Writing this post brings back many sweet memories of Provence. We spent our days driving on country roads that took us through a maze of lavender, sunflower fields and endless rows of vineyards. It was mid-July and the sun was beaming brightly but the weather was still cool and made it pleasant for us to roam and wander. The evenings are a bit brisk but the sunsets behind the valleys and mountains are incredibly romantic.
The lavender fields stay in the same location each year but the sunflowers change. But there is plenty of them so don’t worry! The best time for visit to see both lavender and sunflower fields would be in July. This year, the lavender harvest was early due to the weather. Lavender are velvety blue when they first bloom around mid to late June and turn a lighter lavender, grey-ish shade as they age. If you’re aiming to see the gorgeous blue shade, visit in late June/early July. I came on July 14 this year and a lot of the fields have already started to lighten and a few already harvested leaving on the green rows to be seen. Most people visit the plateaus of Valensole to see the lavender fields making it very busy when tons of tourists but there are many fields spread out all around the region. The best thing to do is drive all around even in the southern region. We drove from Rians to Quinson towards the Gorge and found many empty blue fields in this region. You’ll also get an amazing view of the beginning of the Gorge du Verdon on the left side before you enter Quinson.
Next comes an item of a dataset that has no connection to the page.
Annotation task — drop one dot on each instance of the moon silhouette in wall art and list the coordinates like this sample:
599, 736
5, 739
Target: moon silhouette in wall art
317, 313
Sunflowers can be seen in the later part of summer around mid July to August and can grow very tall, making a fun photoshoot if that’s what you’re aiming for. I found plenty of golden fields when we were in Tuscany(check it out here if you haven’t already) so lavender was our main objective here in Provence. A view sunflower field here and there does make me smile though. Some fields are so close to the lavender as well, which makes for an even more perfect photo!
We stayed in Rians which is a small town about an hour drive from Marseilles. Our hosts were the sweetest couple who mapped out our entire adventure. Detailing every route we needed to take to see the blue lavender fields and which road most picturesque. We stopped in several towns along the way from St. Julien to Moustiers-Saints Marie and the magnificent Gorge du Verdon! The countryside makes for a lovely drive and several picture perfect picnic opportunities. We spent the French Independence Day with them, a night we won’t forget…filled with fireworks, wine, travel stories and a homemade French supper that happily filled our stomachs as well as our hearts. I’d highly recommend them to anyone visiting the region, they’re simply the sweetest couple (whom we both admire). Their home is called Villa Sainte-Victoire in Rians overlooking the famous Provençal mountains.
We also visited L’Occitane en Provence while we were here as their base is in Manosque. The tour is definitely worth it and it’s free! Much of the lavender grown in this region actually goes to L’Occitane to produce many of their products. The rest is for artisans to make soaps, perfumes, oils, and even ice cream! We tried some lavender sorbet and it definitely has a punch. I bought home a jar of honey made from the busy bees that buzz all day in the fields working hard to make such amazing honey for me. There’s so many beautiful places in this region and it saddens me that I was only able to stay for such a short time. We drove to Aix-en-Provence on our last day to take the train to Paris. But I’ll have to definitely return to explore more of the beautiful region of Provence and all of its charming towns.